The overwhelming majority of cocaine users in Spain, and of those who seek rehab, are men, Salgado and other officials said. Women still face more of a stigma than do men when it comes to using drugs and turning to treatment, said Antonio Cuadrado, a therapist at Proyecto Hombre.
Police and some government officials question the ranking of Spain as Europe’s top consumer. Authorities say they think they are getting a handle on the problem, and the Health Ministry says consumption among the young fell last year for the first time.
But no one disputes the prevalence of the drug and the fact that cocaine being shipped through Spain is leaving a trail of dust and dope.
Traffickers, peddlers and other purveyors of the powder “are finding a very good market here,” said Jose Luis Conde Velazquez, chief of the drugs and organized crime police unit.
Yet the government is still figuring out the best way to fight cocaine. Carmen Moya Garcia, an epidemiologist who heads the Health Ministry’s National Plan on Drugs, said attention that has been focused on the interdiction of traffickers is finally shifting to include consumption.
A four-year action plan launched last year by the government attempts to break the glorifying myths surrounding cocaine with TV and Web campaigns. And nightclubs, bars and other establishments of leisure are being asked to cooperate with authorities in prohibiting drug use on their premises, by posting signs and keeping bathrooms clear.
Moya said authorities have been able to argue to the clubs, with some success, that cooperation won’t hurt business.

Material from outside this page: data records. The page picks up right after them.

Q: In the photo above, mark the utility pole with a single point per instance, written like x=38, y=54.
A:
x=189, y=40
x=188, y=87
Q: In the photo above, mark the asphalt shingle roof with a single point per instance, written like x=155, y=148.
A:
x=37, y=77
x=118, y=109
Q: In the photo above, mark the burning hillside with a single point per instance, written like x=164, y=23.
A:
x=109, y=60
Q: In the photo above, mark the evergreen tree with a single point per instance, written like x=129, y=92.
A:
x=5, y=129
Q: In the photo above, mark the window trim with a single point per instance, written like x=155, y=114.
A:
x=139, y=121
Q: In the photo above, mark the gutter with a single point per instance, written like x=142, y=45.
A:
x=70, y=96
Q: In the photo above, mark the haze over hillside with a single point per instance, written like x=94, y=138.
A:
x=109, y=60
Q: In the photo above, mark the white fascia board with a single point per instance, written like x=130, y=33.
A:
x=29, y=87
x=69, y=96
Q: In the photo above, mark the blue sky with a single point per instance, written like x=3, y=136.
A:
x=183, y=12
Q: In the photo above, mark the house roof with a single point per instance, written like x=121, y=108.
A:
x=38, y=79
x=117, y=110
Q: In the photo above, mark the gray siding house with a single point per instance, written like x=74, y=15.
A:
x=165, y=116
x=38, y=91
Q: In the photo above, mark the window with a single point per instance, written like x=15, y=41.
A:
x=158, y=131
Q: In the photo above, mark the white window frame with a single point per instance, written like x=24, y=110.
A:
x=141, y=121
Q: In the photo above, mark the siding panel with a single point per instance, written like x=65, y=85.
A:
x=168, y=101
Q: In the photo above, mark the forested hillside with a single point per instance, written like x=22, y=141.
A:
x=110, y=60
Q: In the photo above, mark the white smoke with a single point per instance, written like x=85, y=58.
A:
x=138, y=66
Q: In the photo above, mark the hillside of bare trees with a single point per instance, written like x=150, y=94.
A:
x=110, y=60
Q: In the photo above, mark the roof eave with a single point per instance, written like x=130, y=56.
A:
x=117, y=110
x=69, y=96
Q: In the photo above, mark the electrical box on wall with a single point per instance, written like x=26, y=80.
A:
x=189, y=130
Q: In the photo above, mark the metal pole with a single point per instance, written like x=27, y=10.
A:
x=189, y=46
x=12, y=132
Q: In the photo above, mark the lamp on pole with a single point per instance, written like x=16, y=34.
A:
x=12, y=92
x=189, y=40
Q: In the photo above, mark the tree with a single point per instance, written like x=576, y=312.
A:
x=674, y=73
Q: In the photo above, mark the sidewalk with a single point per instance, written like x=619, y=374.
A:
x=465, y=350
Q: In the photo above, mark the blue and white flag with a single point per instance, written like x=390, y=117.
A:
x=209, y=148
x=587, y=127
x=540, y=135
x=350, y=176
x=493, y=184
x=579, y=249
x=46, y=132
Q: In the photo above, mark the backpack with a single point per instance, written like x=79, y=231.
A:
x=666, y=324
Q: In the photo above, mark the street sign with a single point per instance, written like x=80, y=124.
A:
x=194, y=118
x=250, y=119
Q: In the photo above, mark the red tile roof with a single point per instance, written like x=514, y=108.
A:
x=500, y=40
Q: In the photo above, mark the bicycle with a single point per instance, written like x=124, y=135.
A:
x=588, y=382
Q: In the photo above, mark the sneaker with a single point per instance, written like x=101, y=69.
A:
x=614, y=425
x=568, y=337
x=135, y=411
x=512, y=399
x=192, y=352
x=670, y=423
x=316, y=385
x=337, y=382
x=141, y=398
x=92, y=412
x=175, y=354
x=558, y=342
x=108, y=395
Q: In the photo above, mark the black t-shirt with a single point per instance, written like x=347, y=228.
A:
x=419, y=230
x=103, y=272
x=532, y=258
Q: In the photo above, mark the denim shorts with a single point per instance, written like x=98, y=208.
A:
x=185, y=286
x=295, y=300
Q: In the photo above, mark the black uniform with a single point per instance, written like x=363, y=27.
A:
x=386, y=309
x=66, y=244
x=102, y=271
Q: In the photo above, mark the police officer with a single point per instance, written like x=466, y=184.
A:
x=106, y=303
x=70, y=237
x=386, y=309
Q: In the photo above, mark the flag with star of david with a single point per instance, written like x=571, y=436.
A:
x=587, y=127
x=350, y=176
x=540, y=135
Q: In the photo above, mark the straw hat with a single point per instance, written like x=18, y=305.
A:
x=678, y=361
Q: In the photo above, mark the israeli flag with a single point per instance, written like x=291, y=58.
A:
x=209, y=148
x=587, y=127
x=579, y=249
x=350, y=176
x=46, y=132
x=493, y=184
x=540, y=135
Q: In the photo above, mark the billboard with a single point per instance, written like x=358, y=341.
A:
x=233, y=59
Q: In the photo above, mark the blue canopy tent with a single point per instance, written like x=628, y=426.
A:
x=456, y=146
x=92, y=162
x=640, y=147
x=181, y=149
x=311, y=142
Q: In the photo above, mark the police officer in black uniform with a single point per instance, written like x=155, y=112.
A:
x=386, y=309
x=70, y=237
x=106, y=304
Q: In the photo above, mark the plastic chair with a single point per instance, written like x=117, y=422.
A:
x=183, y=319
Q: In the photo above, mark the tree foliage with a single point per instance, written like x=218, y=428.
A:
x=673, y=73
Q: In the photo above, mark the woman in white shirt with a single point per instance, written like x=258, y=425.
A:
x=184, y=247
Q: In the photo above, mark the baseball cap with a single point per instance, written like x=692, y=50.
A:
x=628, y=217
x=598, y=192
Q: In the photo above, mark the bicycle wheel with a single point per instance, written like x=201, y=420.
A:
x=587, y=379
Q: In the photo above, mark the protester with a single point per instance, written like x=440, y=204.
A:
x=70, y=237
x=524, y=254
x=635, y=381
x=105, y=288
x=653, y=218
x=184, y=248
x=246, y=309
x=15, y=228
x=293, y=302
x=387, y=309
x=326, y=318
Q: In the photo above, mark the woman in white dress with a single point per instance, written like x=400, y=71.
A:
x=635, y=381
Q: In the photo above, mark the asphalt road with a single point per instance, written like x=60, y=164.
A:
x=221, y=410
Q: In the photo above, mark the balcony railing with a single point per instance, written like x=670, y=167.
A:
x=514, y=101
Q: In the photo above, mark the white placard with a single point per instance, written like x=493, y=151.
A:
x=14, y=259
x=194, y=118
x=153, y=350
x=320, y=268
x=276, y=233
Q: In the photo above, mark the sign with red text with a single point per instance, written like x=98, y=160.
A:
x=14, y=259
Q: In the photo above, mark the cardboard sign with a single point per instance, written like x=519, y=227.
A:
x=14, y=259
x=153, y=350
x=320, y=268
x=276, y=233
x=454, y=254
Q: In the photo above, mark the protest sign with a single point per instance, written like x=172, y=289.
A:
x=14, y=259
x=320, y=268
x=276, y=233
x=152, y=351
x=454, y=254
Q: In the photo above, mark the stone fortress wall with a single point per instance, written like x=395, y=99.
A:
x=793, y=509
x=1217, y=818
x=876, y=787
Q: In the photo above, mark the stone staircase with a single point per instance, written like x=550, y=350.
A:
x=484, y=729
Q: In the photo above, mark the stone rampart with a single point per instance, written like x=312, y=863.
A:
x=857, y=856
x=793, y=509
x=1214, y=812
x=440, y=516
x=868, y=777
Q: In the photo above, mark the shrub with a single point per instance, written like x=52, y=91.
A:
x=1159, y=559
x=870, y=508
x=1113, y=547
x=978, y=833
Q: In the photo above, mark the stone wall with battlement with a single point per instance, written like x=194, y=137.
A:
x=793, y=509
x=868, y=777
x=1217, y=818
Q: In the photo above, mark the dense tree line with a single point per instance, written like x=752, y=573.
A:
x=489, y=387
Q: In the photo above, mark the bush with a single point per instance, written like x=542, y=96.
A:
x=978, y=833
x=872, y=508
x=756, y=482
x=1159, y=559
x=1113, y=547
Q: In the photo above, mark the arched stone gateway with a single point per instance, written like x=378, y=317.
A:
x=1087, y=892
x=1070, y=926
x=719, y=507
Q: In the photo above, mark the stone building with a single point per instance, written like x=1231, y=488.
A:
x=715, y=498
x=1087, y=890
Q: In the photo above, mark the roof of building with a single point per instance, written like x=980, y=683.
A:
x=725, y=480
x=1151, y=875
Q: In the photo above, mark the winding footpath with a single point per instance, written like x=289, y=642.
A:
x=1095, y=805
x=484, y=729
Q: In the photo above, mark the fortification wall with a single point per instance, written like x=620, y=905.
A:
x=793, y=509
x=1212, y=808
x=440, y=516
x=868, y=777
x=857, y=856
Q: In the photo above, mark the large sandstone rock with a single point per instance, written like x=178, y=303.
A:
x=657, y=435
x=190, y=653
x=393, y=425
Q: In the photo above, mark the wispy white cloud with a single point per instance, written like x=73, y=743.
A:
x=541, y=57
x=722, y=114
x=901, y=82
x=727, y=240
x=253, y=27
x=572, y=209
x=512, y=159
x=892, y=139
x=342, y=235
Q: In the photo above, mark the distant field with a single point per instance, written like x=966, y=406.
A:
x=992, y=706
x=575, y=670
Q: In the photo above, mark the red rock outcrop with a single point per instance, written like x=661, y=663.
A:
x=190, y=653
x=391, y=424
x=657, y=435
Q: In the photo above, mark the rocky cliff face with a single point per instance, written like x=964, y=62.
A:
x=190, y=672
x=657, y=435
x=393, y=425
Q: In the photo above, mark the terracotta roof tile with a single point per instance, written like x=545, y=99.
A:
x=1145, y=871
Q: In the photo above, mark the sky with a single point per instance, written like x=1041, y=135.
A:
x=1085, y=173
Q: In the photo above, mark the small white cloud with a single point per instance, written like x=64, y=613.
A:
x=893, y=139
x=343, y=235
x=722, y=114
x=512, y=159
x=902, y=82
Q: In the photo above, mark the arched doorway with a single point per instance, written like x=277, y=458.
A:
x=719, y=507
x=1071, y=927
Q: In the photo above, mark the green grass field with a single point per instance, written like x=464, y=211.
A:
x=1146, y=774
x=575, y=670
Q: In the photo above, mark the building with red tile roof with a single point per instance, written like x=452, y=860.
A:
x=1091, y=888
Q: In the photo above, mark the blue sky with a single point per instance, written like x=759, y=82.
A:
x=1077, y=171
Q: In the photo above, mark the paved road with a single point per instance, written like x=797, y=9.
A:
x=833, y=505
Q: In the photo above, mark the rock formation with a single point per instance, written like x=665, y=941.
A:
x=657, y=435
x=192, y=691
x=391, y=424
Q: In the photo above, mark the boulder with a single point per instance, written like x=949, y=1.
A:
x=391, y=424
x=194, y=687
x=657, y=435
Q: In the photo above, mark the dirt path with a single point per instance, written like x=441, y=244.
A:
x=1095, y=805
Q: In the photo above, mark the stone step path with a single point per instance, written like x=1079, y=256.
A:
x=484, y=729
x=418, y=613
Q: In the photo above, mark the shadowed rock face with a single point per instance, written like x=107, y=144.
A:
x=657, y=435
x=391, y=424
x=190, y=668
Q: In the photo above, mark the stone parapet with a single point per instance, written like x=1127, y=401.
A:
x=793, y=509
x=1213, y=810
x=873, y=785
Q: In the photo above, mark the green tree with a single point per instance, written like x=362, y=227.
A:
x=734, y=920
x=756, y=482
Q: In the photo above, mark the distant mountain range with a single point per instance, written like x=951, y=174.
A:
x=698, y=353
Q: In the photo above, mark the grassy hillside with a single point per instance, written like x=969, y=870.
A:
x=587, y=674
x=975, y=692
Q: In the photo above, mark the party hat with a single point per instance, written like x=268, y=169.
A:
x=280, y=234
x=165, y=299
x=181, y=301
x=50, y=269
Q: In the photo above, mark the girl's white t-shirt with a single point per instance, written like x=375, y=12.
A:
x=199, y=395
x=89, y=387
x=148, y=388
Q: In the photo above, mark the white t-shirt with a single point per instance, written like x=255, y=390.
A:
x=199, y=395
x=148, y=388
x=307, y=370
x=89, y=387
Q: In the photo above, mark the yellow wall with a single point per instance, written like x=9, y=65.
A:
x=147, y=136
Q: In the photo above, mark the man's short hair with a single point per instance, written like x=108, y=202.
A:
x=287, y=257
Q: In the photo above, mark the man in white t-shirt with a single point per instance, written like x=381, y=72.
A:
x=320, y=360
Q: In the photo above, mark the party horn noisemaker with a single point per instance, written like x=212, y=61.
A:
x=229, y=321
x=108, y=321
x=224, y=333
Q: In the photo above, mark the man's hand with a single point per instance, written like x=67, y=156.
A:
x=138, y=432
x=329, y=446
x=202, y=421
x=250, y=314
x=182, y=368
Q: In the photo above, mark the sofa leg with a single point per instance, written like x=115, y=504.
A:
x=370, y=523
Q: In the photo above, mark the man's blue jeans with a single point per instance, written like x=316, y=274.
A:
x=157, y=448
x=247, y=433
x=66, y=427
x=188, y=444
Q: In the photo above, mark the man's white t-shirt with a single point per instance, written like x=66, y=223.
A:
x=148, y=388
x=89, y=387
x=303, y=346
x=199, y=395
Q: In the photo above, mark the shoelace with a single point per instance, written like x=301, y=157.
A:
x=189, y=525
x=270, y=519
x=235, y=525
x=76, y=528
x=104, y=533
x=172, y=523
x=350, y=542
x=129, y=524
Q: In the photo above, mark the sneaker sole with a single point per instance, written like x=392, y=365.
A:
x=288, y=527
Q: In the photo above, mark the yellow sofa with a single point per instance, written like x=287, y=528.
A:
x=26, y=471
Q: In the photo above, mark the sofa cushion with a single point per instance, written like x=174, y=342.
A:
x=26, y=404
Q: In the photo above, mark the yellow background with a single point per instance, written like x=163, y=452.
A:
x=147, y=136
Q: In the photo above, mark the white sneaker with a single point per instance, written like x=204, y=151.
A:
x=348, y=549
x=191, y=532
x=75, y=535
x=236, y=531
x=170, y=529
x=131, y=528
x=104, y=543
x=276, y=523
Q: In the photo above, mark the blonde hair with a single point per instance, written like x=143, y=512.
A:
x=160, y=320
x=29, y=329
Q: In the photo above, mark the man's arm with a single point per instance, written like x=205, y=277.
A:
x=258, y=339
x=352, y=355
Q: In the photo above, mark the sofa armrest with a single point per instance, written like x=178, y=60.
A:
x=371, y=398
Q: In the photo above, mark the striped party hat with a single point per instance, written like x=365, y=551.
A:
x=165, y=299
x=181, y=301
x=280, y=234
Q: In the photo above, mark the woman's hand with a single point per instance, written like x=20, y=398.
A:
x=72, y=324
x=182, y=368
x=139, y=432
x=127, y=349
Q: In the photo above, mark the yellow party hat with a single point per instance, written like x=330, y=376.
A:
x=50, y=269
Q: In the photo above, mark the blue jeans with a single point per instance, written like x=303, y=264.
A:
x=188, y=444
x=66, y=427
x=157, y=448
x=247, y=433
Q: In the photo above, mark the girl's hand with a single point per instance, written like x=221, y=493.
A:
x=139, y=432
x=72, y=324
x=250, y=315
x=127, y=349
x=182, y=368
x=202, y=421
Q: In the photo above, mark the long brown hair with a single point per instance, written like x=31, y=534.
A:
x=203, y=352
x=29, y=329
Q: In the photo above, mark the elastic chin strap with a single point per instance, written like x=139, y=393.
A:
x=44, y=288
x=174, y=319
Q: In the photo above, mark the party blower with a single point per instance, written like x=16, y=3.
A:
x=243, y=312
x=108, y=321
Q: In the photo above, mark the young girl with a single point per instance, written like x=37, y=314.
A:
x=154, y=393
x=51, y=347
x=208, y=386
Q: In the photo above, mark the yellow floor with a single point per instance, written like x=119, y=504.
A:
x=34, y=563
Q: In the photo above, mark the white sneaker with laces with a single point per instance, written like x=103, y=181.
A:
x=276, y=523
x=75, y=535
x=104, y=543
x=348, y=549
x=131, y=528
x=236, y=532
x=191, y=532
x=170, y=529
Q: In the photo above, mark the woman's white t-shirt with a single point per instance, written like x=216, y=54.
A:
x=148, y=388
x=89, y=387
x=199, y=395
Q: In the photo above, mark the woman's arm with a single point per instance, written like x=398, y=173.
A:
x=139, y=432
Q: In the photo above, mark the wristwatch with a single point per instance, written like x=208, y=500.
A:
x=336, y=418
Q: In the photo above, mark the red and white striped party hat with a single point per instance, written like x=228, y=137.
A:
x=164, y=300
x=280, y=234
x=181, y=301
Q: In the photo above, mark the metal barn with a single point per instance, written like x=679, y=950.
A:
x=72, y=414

Last summer, in party mecca Ibiza, the government sent a message by shutting down three clubs on the Mediterranean island with such names as Amnesia for a month or more, at the height of the season, as punishment for what police said was flaunting of drugs.
Demand for rehab treatment has soared the way consumption has, and programs such as Proyecto Hombre are at capacity. The experts in those places say the crisis is a deeper phenomenon of questioned ideals and changing values, something that cannot be resolved merely by cracking down on clubs and rounding up small-time pushers, known here in slang as camellos.
“Society has gone from being very rigid to too permissive,” said Cuadrado, the therapist. Cocaine abuse “is going to grow,” he said. “We are only just beginning to treat this.”